Fon race 0 is of little economic importance because most cultivated cultivars are resistant to it (Everts & Himmelstein, 2015), whereas Fon race 1 is considered the most dominant race in watermelon-producing areas of the world (Rahman et al., 2021), such as India (Pal et al., 2020), Turkey (Kurt et al., 2008) and China (Zhong et al., 2022). However, race 2 is currently an emerging problem and has been reported to be more prevalent than race 1 in several regions (Zhou & Everts, 2003; Keinath et al., 2020), such as Israel (Netzer, 1976), Spain (Gonzalez-Torres, Meléro-Vara, Gómez-Vázquez, & Jiménez-Díaz, 1993) and China (Duan et al., 2007). The increase in race 2 populations is favored by the use of cultivars with resistance to races 0 and 1 (Hopkins, Lobinske, & Larkin, 1992; Zhou & Everts, 2007).

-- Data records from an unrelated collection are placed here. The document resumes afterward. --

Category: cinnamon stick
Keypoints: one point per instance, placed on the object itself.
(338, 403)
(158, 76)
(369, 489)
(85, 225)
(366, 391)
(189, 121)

In Mexico, despite the great importance of watermelon cultivation, there is no information on the Fon races associated with wilt or plant death in watermelon cultivation. In this study, based on the symptoms described, morphological characteristics, amplification with the specific primers Fon-1/Fon-2, FONSIX6F/FONSIX6R and FNR3-F/FNR3-R, and inoculation of three differential watermelon cultivars, it can be concluded that race 1 of Fusarium oxysporum f. sp. niveum is part of the fungal complex that causes wilt and death of watermelon plants in Mexico.
Conclusion
Fusarium oxysporum f. sp. niveum race 1 was identified as a causal agent of wilt and plant death in the watermelon crop in Hermosillo, Sonora, Mexico. This is the first report of Fon race 1 in watermelon in our country, and it will help to better understand the fungal diseases that threaten this crop. Likewise, it will allow the development of integrated control strategies to improve the production of this crop.